Prediction: 2 AI Stocks Will Outperform Nvidia by End of 2025
Nvidia has seen impressive growth, with its shares rising more than 180% since the start of January 2024. This significant increase has contributed to nearly a quarter of the total gains in the S&P 500 (SNPINDEX: ^GSPC) during this timeframe. Currently valued at $3.4 trillion, Nvidia is poised to continue benefiting from the ongoing artificial intelligence (AI) boom for the foreseeable future. However, there is potential for public cloud companies to take the lead in market momentum by 2025.

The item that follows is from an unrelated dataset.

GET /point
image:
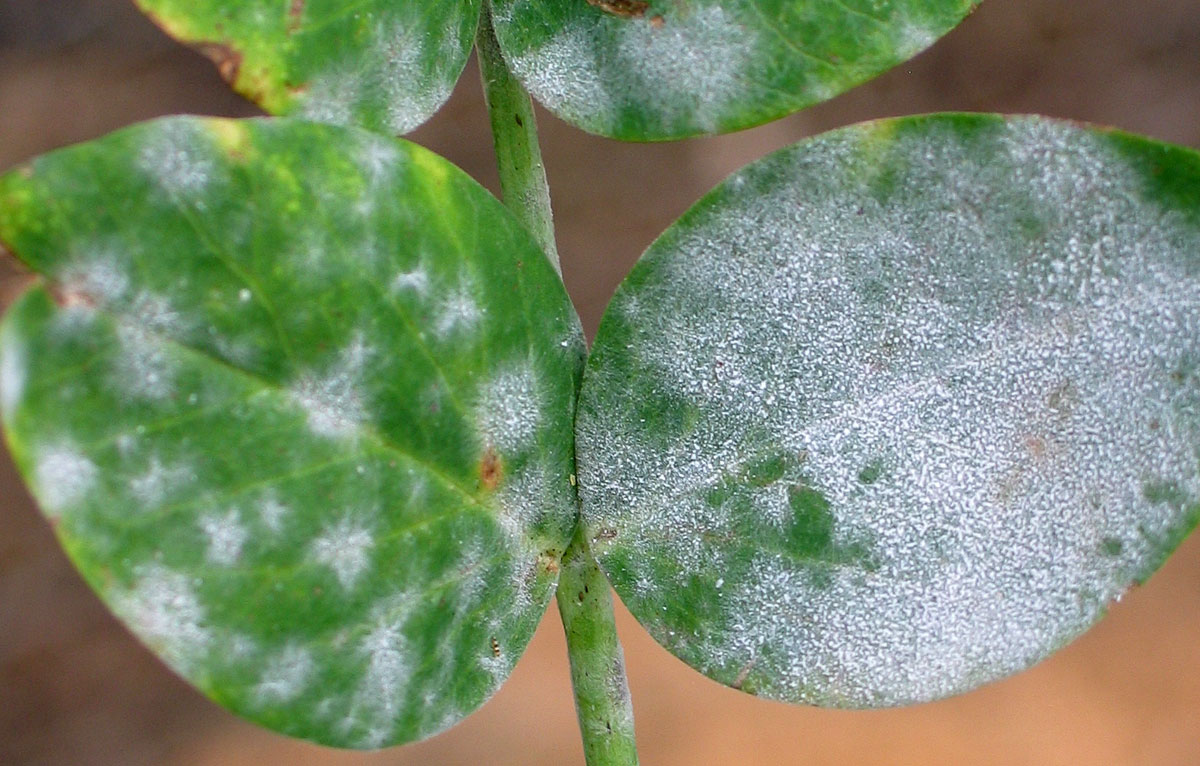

Investments made in AI infrastructure over the past couple of years have positioned cloud computing companies well to capitalize on the growing demand as businesses move AI prototypes into actual products this year. This opens the door for Amazon (AMZN) and Alphabet (GOOGL) (GOOG) to potentially exceed Nvidia's current market value by the end of 2025:
- Amazon currently stands at a valuation of $2.3 trillion. Achieving a market cap of $3.5 trillion would require the stock to grow by 52%, resulting in a target share price of $338.
- Alphabet, valued at $2.4 trillion, would need a 46% increase to hit a $3.5 trillion valuation, aiming for a share price of $283.
While these predictions may seem ambitious, Bloomberg Intelligence projects that spending on generative AI will rise by 71% in 2025. Wall Street could be underestimating the scale of benefits that Amazon and Alphabet will reap during this time.
Amazon: 52% Growth Needed for a $3.5 Trillion Valuation
In its third quarter, Amazon reported strong financial results, exceeding analysts' expectations. Revenue reached $159 billion, marking an 11% increase, with notable growth in its cloud and advertising services. Operating margin rose by 5 percentage points to 9.8%, while non-GAAP earnings soared by 52% to $1.43 per diluted share, surpassing analyst forecasts of a 21% growth in earnings.
As spending on artificial intelligence (AI) escalates, Amazon's performance could continue to surprise analysts. Amazon Web Services (AWS) accounted for 31% of public cloud services spending in the third quarter, competing closely with the combined 33% market share of Microsoft and Alphabet. This scale affords AWS a significant advantage, allowing it to better monetize AI services.
Additionally, Amazon is making substantial investments in AI product development. Its custom AI chips—Trainium and Inferentia—offer cost-effective alternatives to Nvidia's graphics processing units (GPUs), while the Bedrock platform enables developers to refine existing large language models and create generative AI applications. Amazon's AI assistant, Amazon Q, aids programmers in coding, testing, and deploying their software.
Wall Street predicts a 26% increase in Amazon's earnings over the next year, making its current valuation of 47 times earnings appear reasonable. However, ongoing demand for cloud AI services may fuel faster earnings growth, which could justify a higher valuation and elevate Amazon's market value to $3.5 trillion.
For example, if Amazon's earnings were to grow by 35% over the next year and shares traded at 54 times earnings, which is still below its peak of 62 times earnings, the share price could rise by 52%, propelling it to a $3.5 trillion market cap. Nonetheless, Amazon represents a solid long-term investment regardless of whether it surpasses Nvidia's valuation by the end of 2025.
Alphabet: 46% Growth Needed for a $3.5 Trillion Valuation
Alphabet also reported positive results in the third quarter, surpassing estimated revenue and earnings. Revenue climbed 15% to $88 billion, driven by impressive growth in Google Cloud alongside steady gains in Google services (advertising). GAAP net income shot up 37% to $2.12 per diluted share, exceeding analyst expectations of a 19% growth in earnings.
As demand for AI cloud services grows, Alphabet may keep outperforming estimates. Google Cloud gained 2 percentage points of market share over the last year while Microsoft lost 3. Moreover, Alphabet's hefty investments in AI product development could sustain this trend. Notably, Google stands alongside Amazon as one of the few companies successfully deploying custom AI chips at scale, according to New Street Research.
Additionally, Google holds a strong foothold across various AI product categories. Forrester Research has acknowledged its leadership in AI infrastructure solutions, machine learning platforms, and foundational large language models. Analyst Mike Gualtieri identified Google as the hyperscaler best positioned for AI, suggesting its unique offerings could attract clients from competing public clouds.
Wall Street anticipates a 14% growth in Alphabet's earnings over the next four quarters, making its current valuation of 26 times earnings appear justified. Nevertheless, generative AI spending might lead to earnings that exceed estimates, which may allow for a higher valuation multiple once there is clarity regarding the outcome of the ongoing antitrust case involving Google Search later this year.
These encouraging signs could position Alphabet to surpass Nvidia's current market value by the end of 2025. For instance, if earnings rise by 25% in the forthcoming year and the stock trades at 30 times earnings, its share price could increase by 46%, reflecting a market cap of $3.5 trillion. Regardless, Alphabet remains a strong long-term investment, even if this prediction does not materialize.